Imagine you boot up Fortnite on your console for the first time in a little over two weeks. You’re looking forward to a night spent casually gaming with your online buddies, but the game automatically plays an animated cinematic.
Are you excited? Could this be a new trailer for an upcoming addition to the game? Once the cartoon parody of Apple’s Super Bowl Macintosh advertisement ends, you and your friends are left with a call to action from the studio behind Fortnite.
“Epic Games defied the App Store Monopoly. In retaliation, Apple is blocking Fortnite from a billion devices. Join the fight to stop 2020 from becoming ‘1984.’”
What a mess. Just before the announcement of their brand new Battle Pass, Fortnite will be removed from the iOS App Store and will no longer be updated. While players are still able to play on said devices if they have the game already installed, players will no longer be able to play with others via cross-platform features after the upcoming update. Here are the basics you need to know about the Apple/Fortnite controversy.
For starters, over two weeks ago, Epic Games implemented a feature that allows players to pay Epic Games directly for its in-game currency, V-bucks. Not only would this feature lead to a discounted price, but it would bypass Apple’s more traditional payment system, which takes a 30% fee from the developer.
While you save, Apple loses money. The fee is ordinarily non-negotiable, and a similar policy is set for the Google Play store. Subsequently, Apple removed Fortnite from its online mobile stores.
Immediately, Epic Games responded with lawsuits against Apple. Knowing they may be in direct violation of Apple’s policies, Epic Games targeted their alleged monopolization of its markets. This cleverly avoided any stance related to Fortnite’s direct payment features; instead, it focused on Apple’s additional 30% fee.
Turns out, Epic Games had problems with both Google and Apple for quite some time. Even in 2018, Epic Games took Fortnite off the Google Play Store for an all too familiar 30% fee.

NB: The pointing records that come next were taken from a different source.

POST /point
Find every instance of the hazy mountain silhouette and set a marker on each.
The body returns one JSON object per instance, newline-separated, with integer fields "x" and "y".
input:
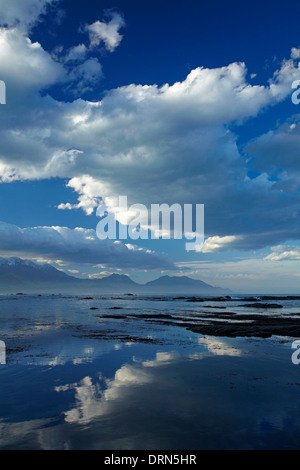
{"x": 18, "y": 275}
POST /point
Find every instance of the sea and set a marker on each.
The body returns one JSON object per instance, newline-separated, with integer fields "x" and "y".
{"x": 141, "y": 372}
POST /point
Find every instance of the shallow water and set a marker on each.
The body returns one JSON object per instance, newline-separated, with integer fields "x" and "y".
{"x": 83, "y": 374}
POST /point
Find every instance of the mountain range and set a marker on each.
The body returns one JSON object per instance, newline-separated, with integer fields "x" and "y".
{"x": 18, "y": 275}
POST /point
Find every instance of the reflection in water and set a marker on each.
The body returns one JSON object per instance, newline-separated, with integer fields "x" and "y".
{"x": 77, "y": 381}
{"x": 168, "y": 402}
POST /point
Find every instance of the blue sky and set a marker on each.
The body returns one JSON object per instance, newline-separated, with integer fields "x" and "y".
{"x": 168, "y": 102}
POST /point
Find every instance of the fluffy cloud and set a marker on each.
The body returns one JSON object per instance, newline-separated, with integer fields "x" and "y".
{"x": 284, "y": 252}
{"x": 106, "y": 32}
{"x": 216, "y": 243}
{"x": 77, "y": 245}
{"x": 169, "y": 144}
{"x": 22, "y": 13}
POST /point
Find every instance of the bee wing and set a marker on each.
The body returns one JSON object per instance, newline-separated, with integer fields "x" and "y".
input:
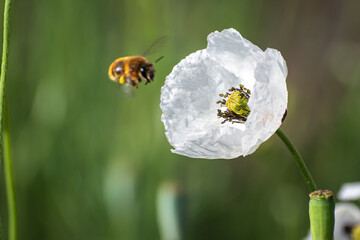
{"x": 155, "y": 46}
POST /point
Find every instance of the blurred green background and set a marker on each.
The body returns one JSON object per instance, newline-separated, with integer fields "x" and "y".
{"x": 88, "y": 159}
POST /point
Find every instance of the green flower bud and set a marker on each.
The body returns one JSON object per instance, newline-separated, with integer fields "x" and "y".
{"x": 321, "y": 210}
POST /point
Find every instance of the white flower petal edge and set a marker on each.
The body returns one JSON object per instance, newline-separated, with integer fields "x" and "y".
{"x": 191, "y": 90}
{"x": 349, "y": 191}
{"x": 346, "y": 215}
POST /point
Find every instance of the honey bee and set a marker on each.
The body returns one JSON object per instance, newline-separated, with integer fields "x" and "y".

In a recent hearing, Epic Games filed for a restraining order to temporarily bring Fortnite back to the App Store. The ruling, made by Judge Yvonne Gonzalez Rogers, described Fortnite’s “predicament” as a product of its own doing — a strategic plan to break the status quo on Epic Games’ part. The game would not return to the App Store, but Judge Rogers did side with Epic Games regarding their use of the Unreal Engine, which Apple initially tried to prevent access to.
Basically, this means the game can continue to be supported through the Unreal Engine software. This takes care of minor improvements to the game’s performance quality, like basic bug fixes, patches and so on, but Apple’s restriction of the game’s engine would make it impossible for any developers using it to update their games. It’s a bit of a stretch to penalize other developers for Epic Games’ actions. As for the next Battle Pass or content update, users will still not have access to the game.
Now, players have to wait. The recent hearing was limited in scope, and this mess could take months to resolve. Apple may be allowed to take up action against Epic Games for their agreement violation. The future of Fortnite on mobile devices remains unclear. Even with cross-platform capabilities, mobile and console users will be separated for the time being.
Is this even worth it? Is the cause worth the separation of players during a time of social distancing? Well, in the short term, no. People really need these outlets right now, and Fortnite helped standardize cross-platform play. This defiance against Apple will have potential ripple effects throughout the industry. Perhaps it is a big deal. But the timing is unfortunate.
What is there to do? Sit around and wait, or bend the knee while these two industry juggernauts feud with one another? Neither — both companies need to keep their consumers happy. A bunch of angry players is a good way to encourage action. But what kind, beyond the legal action we are already seeing? Be sure to voice your concerns and see if either Epic Games or Apple hurries to win back your favor.
For those who think Epic Games needs your support, or perhaps you just want to play Fortnite with your friends again (like myself) then you can use the hashtag #freefortnite on social media. It helps grab attention and puts Apple in the negative spotlight, perhaps encouraging them to put the game back in the App Store to appease its users.
There is one important caveat to remember: There are a lot of important hashtags, movements and voices that need to be heard. Make sure if you support one, you are actively supporting others. This isn’t to say Fortnite’s freedom is a waste of a good hashtag, but make sure to check your privileges and see who else needs your voice.
As we roll into the fall semester, gaming can be an important way to decompress. When some of our favorite ways to relieve the everyday stresses of a global pandemic are stripped from us, life can seem extremely daunting. For those who are unable to play in the next Fortnite update, remember to seek other healthy ways to pass the time with your friends. Try new games to play together, schedule virtual board game nights and let loose.
I hope to see you in future battle royales soon; when I do see you, please take it easy on me.